— Ястреб… знаешь, а нам и вправду известно, как это делается.
— Что, дорогая?
— То, что случилось с моей сестрой.
— Скайлар, о чем ты?
— По-моему, наш наследник Дагласов появится в конце июня.
— Скайлар… — начал он, но вдруг привстал, обнял Скайлар и ласково посмотрел ей в глаза. — Наш…
— Ребенок, Ястреб. У нас будет малыш. Он медленно расплылся в улыбке.
— Ты уверена?
Она серьезно кивнула.
— Я не хочу, чтобы об этом узнал кто-нибудь, — незачем сообщать, что вскоре на свет появится еще один Даглас, поскольку здесь опасно быть даже родственником жертвы.
— Это разумное решение, дорогая. Но со мной ты можешь поделиться любой тайной.
Она улыбнулась.
— Я уже поделилась. Ты счастлив?
— Если забыть о том, что нас окружает опасность, моему брату грозит смерть, а наши земли в Америке терзают войны, — да. Я на верху блаженства.
— О Ястреб!
— Да, я счастлив, — повторил он, — ибо средоточием моего мира прежде была только ты. А теперь — ты и наш ребенок.

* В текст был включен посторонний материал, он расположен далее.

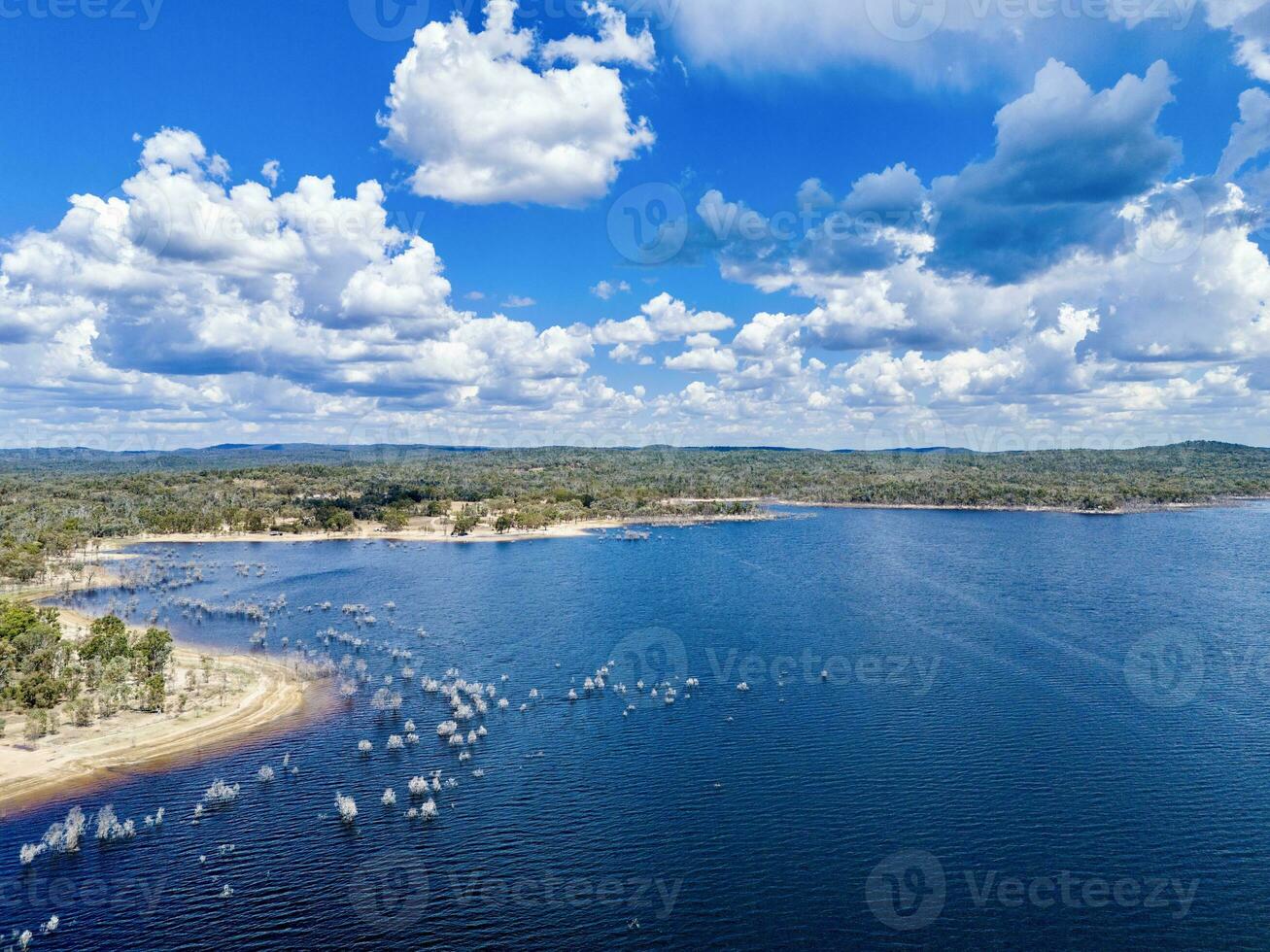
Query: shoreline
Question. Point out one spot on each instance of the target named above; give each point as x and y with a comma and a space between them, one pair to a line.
268, 698
482, 534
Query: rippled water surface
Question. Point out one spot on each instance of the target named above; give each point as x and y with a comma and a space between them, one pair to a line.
1037, 730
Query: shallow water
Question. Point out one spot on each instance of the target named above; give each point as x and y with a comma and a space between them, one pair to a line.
1038, 729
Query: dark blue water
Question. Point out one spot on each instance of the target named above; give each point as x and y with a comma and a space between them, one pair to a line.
1037, 730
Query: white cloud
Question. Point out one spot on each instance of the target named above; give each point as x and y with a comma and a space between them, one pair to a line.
955, 44
187, 290
606, 289
483, 126
661, 319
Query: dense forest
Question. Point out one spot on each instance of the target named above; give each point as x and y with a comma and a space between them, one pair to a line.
54, 501
110, 670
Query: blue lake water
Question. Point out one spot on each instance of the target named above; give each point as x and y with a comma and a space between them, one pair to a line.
1037, 730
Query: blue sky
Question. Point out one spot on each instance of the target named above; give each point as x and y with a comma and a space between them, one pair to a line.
1020, 298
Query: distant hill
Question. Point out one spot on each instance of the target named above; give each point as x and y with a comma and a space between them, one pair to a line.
223, 456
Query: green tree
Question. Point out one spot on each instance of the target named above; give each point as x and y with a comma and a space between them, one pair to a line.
152, 651
154, 690
338, 521
394, 520
108, 637
82, 712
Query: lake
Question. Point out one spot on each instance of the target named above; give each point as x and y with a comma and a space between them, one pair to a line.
962, 730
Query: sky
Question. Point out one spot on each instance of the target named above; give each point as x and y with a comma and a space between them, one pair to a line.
992, 223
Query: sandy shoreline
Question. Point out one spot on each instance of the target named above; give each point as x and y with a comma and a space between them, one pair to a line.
263, 696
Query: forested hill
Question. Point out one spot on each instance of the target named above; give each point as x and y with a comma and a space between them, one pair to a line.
52, 499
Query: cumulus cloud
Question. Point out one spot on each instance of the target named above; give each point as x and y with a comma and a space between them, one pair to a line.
606, 289
956, 44
659, 320
1066, 158
482, 124
1249, 21
186, 289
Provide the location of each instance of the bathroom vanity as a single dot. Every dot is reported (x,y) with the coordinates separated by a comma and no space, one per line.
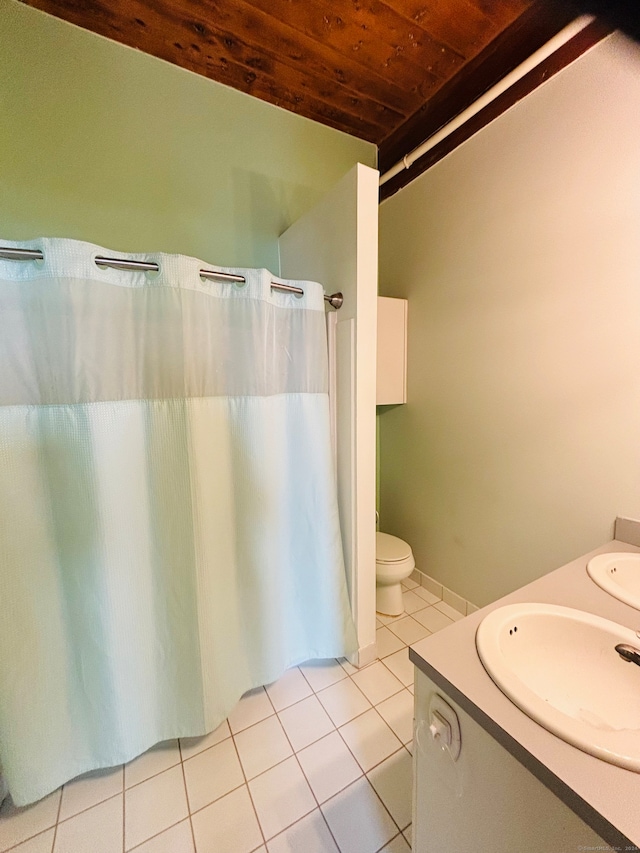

Вернувшись в замок, Дэвид направился прямиком в большой зал, не тревожась о том, что его могут увидеть.
Дэвид, лорд Даглас, вернулся. Он уже узнал все благодаря чужой одежде и тому, что его считали мертвецом. Пришло время занять место, принадлежащее ему по праву. И заставить поплатиться тех, кто обманул его.
Шона…
Он налил виски в высокий бокал, стоящий на подносе на длинном столе, и застыл перед огнем.
Он хватил кулаком по каменной доске камина, стремясь прогнать видение, причиняющее муку, — перед ним вставало лицо Шоны. Пронзительная синева ее глаз, волосы — шелковые иссиня-черные пряди, обвивающие его, когда он пытался бежать от нее, но, сгорая от желания, всегда возвращался. Каждый раз, расставаясь с ней, он желал ее еще сильнее.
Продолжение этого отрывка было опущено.